The “How to be an Antiracist” lecture – which took place at the University of Massachusetts Amherst Fine Arts Center – was held following a string of racially-charged acts of hate, one as recent as the day of the event.
Anna Branch, UMass’ associate chancellor of equity and inclusion, opened the lecture by acknowledging the events.
“Just today, numerous white supremacist stickers appeared over campus,” said Branch. She later added, “Don’t give into despair. Find your voice and be a vehicle for change.”
According to Kendi, society must “stop identifying as not racist.” Kendi stated that the self-identification of “not-racist” is problematic because “[it’s] constantly changing to exonerate themselves.”
“Slave holders identified as not racist … they [were] following the law,” said Kendi. He added, “The heartbeat of racism itself is the denial of racism itself.”
As for why instances of racially-charged hate crimes occur, Kendi suggested that we look to its purpose.
“I think that it’s critical for us to recognize the purpose of racial terror … that purpose is to undermine anti-racist efforts,” said the professor. Kendi defined an anti-racist as “someone who is supporting anti-racist policy or expressing an anti-racist effort.”

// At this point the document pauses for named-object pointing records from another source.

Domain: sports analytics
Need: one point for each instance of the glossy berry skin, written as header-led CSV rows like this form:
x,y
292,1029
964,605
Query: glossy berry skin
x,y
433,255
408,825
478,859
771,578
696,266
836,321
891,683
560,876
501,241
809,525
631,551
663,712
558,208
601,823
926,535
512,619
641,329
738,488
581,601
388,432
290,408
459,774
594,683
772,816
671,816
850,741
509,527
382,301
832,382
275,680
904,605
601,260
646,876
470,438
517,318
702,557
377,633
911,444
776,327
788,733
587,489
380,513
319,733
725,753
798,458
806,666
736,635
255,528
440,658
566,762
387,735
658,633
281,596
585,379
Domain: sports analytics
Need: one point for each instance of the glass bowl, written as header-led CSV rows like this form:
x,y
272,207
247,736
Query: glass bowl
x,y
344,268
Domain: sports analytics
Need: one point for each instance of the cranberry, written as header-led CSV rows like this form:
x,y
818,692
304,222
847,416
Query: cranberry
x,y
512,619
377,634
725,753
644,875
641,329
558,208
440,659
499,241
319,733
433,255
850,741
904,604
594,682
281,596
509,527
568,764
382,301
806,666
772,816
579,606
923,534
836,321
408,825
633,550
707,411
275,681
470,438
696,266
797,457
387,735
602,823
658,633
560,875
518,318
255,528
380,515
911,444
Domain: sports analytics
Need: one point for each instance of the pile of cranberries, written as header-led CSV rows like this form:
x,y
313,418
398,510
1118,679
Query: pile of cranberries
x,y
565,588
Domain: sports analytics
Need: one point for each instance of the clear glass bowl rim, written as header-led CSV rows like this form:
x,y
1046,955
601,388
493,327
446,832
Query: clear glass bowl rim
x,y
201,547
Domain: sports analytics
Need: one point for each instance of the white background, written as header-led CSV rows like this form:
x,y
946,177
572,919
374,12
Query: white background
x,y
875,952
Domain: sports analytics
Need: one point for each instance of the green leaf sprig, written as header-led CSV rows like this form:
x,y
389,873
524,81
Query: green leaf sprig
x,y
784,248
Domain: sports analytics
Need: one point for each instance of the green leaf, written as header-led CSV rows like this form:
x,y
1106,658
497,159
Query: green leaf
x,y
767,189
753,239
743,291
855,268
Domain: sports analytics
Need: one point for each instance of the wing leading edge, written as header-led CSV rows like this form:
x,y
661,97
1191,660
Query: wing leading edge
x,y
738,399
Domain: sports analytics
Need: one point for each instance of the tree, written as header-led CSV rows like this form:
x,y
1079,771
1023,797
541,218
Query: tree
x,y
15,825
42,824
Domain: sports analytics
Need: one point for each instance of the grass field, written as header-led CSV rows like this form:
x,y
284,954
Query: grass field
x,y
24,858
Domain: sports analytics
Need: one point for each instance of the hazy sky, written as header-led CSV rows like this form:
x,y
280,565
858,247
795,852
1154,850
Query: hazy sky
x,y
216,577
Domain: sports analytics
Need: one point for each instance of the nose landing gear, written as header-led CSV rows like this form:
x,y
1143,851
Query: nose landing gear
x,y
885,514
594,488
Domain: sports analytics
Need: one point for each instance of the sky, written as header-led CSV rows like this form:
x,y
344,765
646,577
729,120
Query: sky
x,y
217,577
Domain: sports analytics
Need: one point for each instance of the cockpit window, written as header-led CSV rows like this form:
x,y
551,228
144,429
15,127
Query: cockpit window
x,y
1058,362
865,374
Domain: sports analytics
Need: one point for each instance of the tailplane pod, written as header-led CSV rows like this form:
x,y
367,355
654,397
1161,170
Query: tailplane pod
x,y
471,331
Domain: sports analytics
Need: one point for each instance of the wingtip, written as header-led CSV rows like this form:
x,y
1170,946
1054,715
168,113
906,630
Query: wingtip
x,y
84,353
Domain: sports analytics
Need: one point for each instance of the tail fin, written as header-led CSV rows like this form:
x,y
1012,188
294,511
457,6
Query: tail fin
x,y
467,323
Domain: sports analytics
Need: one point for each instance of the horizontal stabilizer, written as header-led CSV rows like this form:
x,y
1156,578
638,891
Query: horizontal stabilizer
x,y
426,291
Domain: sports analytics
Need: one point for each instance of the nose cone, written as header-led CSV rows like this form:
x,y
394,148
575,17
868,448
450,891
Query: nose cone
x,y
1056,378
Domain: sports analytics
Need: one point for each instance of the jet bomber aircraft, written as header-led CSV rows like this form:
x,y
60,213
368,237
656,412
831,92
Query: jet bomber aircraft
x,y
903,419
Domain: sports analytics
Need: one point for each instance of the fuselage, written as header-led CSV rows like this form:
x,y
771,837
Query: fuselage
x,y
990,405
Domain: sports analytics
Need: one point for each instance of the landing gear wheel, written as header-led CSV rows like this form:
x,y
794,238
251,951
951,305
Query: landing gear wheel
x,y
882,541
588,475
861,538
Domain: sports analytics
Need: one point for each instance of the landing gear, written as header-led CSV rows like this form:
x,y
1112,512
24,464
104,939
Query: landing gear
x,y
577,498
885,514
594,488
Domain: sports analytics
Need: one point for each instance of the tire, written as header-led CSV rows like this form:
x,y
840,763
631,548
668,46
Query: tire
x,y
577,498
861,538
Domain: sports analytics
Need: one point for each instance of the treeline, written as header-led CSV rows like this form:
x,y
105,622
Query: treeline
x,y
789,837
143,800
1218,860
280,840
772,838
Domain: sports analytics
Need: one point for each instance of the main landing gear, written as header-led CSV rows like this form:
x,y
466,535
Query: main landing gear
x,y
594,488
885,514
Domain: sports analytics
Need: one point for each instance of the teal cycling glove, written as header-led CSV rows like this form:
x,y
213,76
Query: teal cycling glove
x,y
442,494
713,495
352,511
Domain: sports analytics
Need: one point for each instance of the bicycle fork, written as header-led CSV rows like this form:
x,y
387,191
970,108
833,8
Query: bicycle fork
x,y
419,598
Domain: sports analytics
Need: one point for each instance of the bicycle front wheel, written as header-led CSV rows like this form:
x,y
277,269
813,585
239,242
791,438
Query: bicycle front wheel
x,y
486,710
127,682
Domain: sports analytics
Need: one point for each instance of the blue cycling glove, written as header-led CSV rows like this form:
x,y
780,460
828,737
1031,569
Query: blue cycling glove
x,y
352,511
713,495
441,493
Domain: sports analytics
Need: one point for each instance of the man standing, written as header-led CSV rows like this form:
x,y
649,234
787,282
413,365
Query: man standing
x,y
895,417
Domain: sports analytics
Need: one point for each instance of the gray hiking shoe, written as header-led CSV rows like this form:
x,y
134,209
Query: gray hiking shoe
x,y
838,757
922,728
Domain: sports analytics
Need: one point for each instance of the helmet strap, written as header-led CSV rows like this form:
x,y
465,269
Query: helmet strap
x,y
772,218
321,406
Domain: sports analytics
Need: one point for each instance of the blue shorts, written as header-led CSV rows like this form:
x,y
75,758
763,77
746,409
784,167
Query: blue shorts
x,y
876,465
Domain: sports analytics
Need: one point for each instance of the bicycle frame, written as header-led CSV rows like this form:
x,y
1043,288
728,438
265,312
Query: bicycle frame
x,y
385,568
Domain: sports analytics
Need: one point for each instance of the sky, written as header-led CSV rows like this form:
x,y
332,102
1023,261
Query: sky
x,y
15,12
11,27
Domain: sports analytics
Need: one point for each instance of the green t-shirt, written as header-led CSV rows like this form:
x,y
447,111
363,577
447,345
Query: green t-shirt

While Kendi’s approach focused on qualities of an ‘anti-racist’ individual, he also discussed societal institutions’ roles in creating an ‘anti-racist’ society.
“There’s no such thing as a race-blind, race-neutral policy,” said Kendi having earlier urged the audience to “blame the policies, not the people.”
“Political and economic self-interest were leading the production of racist ideas,” said Kendi.
With the stereotype of black families and the ‘broken-home’ in mind, Kendi alluded to other contemporary events in which police were called on people of color – predominantly black – for committing no crime, telling the audience that sending the police is not a solution.
Closing the event, a music video for Erase the Hate – a campaign combatting issues concerning discrimination and hate – played offering a glimmer of hope to audience members in despair.
Earlier that day, a photo posted on the Facebook page, “Overheard at UMass,” showed a sticker posted on campus for “Identity Evropa,” a white supremacist group identified by many agencies.
The sticker sparked outrage and concern from many students who were reeling after incidents of racism in Melville Hall and in the area. The university has denounced acts of racism on campus and encouraged the campus to stand in solidarity with each other.